SQL Server 2008 : Managing Query Performance - Finding Similar Queries

2/8/2011 4:04:05 PM

Prior to SQL Server 2008, finding and tuning similar queries was a daunting task. Prior to SQL Server 2008, you would have to capture a set of queries using a trace or Dynamic Management View (DMV), perform some logic to replace literal values within those queries, and then group by some or all of the query text. The concept is to try to replace literal values with something, such as a pound sign (for example, SELECT col1 FROM Table1 WHERE col1 = # AND col2 = #), so you can group the queries such that the only difference is the parameter values. This approach is very time consuming and in many cases less than accurate. Microsoft has added the query_hash and query_plan_hash columns to the sys.dm_exec_query_stats and the sys.dm_exec_requests DMVs to provide a far more accurate way of finding similar queries.
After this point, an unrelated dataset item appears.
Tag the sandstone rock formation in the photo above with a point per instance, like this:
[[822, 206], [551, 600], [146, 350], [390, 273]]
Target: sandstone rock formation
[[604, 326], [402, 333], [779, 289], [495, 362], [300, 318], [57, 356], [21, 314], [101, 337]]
The sys.dm_exec_query_stats DMV returns aggregate performance statistics about query plans that are currently in cache, and the sys.dm_exec_requests DMV returns information about queries that are currently executing. A query hash is a binary hash value that is calculated on a query based on the query text prior to being sent to the optimizer. A query plan hash is a binary hash value that is calculated based on a compiled query plan. Two queries may have the same query hash values and different plan hash values. For example, if you execute two queries that are identical except for the literal values, the query hash value will be the same. However, one query may produce an index scan, while the other may produce an index seek in the query plan (depending on the range of values being requested), resulting in different query plan hash values.

Now that you understand the mechanics of using hash values, let's take a look at a few examples. Run the script in Listing 1 to clear the plan cache and execute some similar queries.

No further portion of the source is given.